|Scotch Eggs our a family tradition. The mothering tradition is teaching how to make them.|
It's interesting to learn how and when a tradition started in a family. For us, it was a vacation to Butchart Gardens in Victoria. We all enjoyed the high tea so much that we began having tea at our house for Easter, Christmas Eve, and birthdays. This, of course, meant finding the recipes to serve tea.
We purchased several books on teas from bed and breakfasts we visited, from various vacation spots, and we brought home every menu from every tea (yes, we looked for them).
One book had Scotch Eggs, the original Scottish version with sheep's head sausage. Um, no thank you. But being part Scotch, I couldn't give up. I simply created my Americanized version using maple pork sausage. And whammy! Our family tradition was born of a food we all adore.
Last year, my daughter wanted to make Scotch Eggs for her friends. So instead of mom making them, Mariah came to the house and learned the steps herself. You know what this means? The tradition has become a tradition because it's passed down a generation. My daughter-in-laws have also come to the house to help me make the family food and to learn so they can make the dish. Voila, it's now in two more of our family households.

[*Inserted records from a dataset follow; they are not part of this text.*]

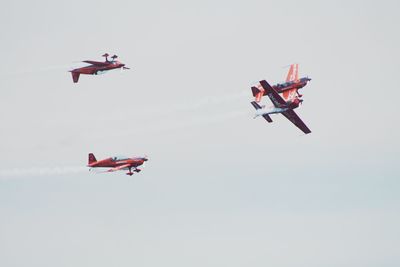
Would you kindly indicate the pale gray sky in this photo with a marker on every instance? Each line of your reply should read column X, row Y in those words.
column 220, row 189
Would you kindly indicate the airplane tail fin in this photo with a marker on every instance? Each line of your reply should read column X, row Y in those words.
column 92, row 158
column 293, row 73
column 256, row 105
column 75, row 76
column 257, row 93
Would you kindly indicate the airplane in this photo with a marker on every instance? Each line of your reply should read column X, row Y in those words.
column 292, row 83
column 97, row 67
column 284, row 105
column 117, row 163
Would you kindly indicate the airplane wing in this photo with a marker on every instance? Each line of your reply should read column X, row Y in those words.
column 276, row 99
column 119, row 168
column 97, row 63
column 292, row 116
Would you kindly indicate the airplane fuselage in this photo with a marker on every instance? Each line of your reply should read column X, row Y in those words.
column 92, row 69
column 292, row 104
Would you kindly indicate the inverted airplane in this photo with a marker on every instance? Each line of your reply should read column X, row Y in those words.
column 117, row 163
column 284, row 104
column 292, row 83
column 97, row 67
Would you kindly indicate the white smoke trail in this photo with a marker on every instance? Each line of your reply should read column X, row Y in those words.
column 50, row 171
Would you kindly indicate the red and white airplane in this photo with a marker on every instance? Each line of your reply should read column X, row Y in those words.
column 285, row 98
column 291, row 85
column 117, row 163
column 97, row 67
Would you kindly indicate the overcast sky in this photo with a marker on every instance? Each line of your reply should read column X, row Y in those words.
column 220, row 188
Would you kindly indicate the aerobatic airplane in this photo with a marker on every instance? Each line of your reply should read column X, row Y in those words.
column 97, row 67
column 292, row 84
column 283, row 105
column 117, row 163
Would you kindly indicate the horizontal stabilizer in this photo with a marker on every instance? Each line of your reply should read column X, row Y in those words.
column 267, row 117
column 256, row 105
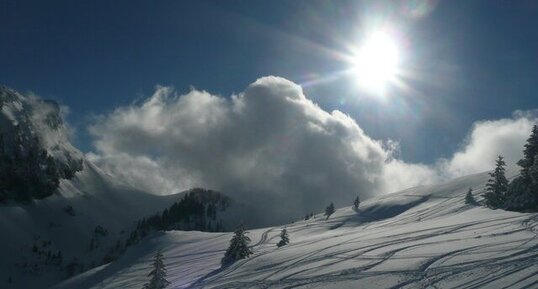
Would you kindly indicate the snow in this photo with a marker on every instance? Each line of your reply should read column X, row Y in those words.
column 97, row 199
column 424, row 237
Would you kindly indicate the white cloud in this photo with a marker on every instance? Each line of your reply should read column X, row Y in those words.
column 273, row 148
column 487, row 140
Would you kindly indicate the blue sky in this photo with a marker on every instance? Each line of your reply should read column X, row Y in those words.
column 470, row 60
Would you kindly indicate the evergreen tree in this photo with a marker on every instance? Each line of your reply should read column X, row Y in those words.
column 284, row 238
column 469, row 199
column 356, row 203
column 238, row 248
column 523, row 191
column 158, row 274
column 497, row 186
column 529, row 153
column 329, row 210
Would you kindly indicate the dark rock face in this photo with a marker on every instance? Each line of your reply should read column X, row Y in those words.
column 35, row 152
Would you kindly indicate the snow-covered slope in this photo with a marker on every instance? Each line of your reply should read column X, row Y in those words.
column 424, row 237
column 66, row 222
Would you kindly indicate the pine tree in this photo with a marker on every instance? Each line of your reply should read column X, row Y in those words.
column 469, row 199
column 158, row 274
column 356, row 203
column 238, row 248
column 523, row 191
column 329, row 210
column 529, row 153
column 497, row 186
column 284, row 238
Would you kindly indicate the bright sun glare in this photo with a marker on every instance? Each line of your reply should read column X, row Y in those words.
column 376, row 62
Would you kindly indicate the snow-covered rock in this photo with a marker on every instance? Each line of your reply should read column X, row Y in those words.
column 424, row 237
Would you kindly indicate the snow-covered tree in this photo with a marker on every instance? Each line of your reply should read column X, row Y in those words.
column 158, row 274
column 523, row 191
column 329, row 210
column 238, row 248
column 497, row 186
column 284, row 238
column 356, row 203
column 469, row 199
column 529, row 153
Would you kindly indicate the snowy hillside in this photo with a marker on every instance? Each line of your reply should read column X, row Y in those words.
column 425, row 237
column 60, row 214
column 89, row 206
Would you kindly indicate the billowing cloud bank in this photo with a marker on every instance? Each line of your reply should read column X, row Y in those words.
column 271, row 146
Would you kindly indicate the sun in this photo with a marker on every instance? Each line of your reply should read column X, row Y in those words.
column 376, row 62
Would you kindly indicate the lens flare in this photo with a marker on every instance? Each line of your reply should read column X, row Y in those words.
column 376, row 62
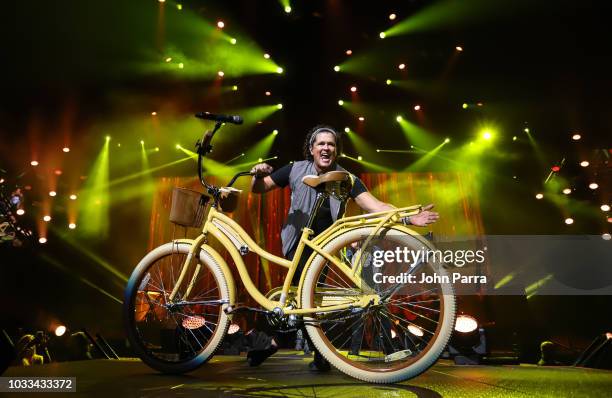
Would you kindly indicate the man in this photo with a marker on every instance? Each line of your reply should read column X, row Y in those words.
column 321, row 149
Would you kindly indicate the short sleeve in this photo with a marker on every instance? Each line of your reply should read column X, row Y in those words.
column 358, row 188
column 281, row 176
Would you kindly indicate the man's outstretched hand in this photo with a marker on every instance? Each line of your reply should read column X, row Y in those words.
column 262, row 169
column 425, row 217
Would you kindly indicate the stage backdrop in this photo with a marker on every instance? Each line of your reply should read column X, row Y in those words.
column 455, row 196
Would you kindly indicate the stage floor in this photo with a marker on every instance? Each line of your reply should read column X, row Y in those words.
column 286, row 374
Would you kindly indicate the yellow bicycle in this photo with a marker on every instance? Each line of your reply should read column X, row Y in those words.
column 380, row 324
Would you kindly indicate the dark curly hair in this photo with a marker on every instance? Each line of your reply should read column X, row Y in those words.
column 312, row 136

|Mariah and her mom, Angie|
My son, away at college, was not about to go without his beloved Scotch Eggs at Easter. "It wouldn't be Easter feast without them." So he asked for the recipe and his coach (a single fellow as well) had my son come over for Easter dinner. These two single guys made Scotch Eggs together! And you know what? His coach has now claimed Scotch Eggs as a new tradition too. Four of my children and someone connected now claim this tradition.

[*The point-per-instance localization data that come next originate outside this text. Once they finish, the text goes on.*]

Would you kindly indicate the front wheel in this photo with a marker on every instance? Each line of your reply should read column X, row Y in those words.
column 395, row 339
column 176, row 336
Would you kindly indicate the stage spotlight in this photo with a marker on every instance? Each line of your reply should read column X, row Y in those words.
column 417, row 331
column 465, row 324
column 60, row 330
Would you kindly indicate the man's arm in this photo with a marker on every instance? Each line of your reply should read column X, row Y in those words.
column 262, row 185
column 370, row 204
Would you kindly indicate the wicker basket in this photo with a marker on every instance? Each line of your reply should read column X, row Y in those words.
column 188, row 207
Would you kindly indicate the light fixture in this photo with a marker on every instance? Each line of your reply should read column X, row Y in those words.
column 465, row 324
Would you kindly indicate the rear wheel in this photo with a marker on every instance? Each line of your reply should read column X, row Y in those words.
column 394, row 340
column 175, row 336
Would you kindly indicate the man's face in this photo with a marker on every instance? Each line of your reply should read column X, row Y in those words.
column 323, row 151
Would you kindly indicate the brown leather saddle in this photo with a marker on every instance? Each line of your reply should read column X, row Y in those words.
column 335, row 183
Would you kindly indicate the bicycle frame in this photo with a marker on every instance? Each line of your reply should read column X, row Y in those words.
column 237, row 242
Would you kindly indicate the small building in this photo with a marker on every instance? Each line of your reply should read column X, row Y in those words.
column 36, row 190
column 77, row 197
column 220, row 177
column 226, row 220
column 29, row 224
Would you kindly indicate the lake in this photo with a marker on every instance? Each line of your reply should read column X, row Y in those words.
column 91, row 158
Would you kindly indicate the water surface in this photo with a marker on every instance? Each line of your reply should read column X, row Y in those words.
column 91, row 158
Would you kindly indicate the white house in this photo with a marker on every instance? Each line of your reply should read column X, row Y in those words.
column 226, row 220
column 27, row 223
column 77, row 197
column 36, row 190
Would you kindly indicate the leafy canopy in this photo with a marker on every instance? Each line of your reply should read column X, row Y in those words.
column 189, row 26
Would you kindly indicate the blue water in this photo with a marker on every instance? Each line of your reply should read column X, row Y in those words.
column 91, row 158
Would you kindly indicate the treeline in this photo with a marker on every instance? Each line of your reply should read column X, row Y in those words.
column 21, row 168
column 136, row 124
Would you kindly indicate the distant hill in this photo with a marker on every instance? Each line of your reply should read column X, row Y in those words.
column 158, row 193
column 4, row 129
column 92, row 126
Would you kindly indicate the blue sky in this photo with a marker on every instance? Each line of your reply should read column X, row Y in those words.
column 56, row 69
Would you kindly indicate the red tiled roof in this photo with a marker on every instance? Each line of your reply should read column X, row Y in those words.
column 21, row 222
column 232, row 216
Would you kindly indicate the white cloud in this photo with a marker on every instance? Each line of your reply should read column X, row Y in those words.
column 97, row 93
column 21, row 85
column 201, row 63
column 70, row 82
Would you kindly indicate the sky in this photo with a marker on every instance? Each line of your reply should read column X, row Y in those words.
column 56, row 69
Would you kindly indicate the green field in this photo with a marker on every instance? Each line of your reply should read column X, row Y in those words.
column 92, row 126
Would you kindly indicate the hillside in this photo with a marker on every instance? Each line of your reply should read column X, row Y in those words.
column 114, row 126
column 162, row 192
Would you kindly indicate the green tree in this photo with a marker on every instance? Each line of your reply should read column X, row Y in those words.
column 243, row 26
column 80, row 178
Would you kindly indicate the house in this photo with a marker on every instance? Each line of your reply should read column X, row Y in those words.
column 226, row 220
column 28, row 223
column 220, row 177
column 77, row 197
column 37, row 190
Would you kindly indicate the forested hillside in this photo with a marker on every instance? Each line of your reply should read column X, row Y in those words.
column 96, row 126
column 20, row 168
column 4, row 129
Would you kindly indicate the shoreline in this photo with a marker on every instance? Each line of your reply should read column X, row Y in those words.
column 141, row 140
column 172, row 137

Tell me, what's a must have tradition in your family? How did it start? Are you mothering traditions by teaching the next generation?
|Scotch Egg Mountain :)|
Scotch Egg Recipe:
One dozen hard-boiled eggs, peeled
1/3 cup flour
2 beaten eggs
1 lb. maple breakfast sausage
2 cups of breadcrumbs
Oil for deep frying
Roll peeled, hard-boiled eggs in flour.
Form maple sausage around each egg until it’s a ball that completely coats the egg with no break.
Roll sausage covered eggs in beaten, raw egg mix.
Roll and cover each ball in breadcrumbs.
Deep fry in 350° oil until deep, rich golden brown (5-8 minutes).
Pull out of oil and drain on paper towels.
Cut in half to serve. The Scotch Eggs are beautiful with the yolk, white, and sausage layers forming a visual bull’s eye. Half an egg is one serving and is traditionally served in Scotland with a green salad and ale. We serve it at Easter Tea with other fun finger foods, lots of veggies, and specialty teas.
*Use plastic wrap to form thin sausage patties by smashing sausage in between layers. I get easily a dozen equal portions out of a pound of sausage by using the plastic wrap method.
*Be sure there are no cracks in the sausage and you don’t see the egg through it before moving to the next stage.
*Heat the oil back up to temperature between batches.
*Use a small fryer or a deep, heavy saucepan for deep fat frying and a slotted metal spoon.*If you don’t have a deep fat fryer, use a candy thermometer to monitor your oil heat. Let it stand in between batches of 3-4 eggs at a time to allow the oil to get hot again. By keeping the heat as steady for each batch, you’ll have crisp Scotch Eggs and not soak up much oil into the food. Too cool and the oil soaks into your food adding heavy calories and soggy coatings.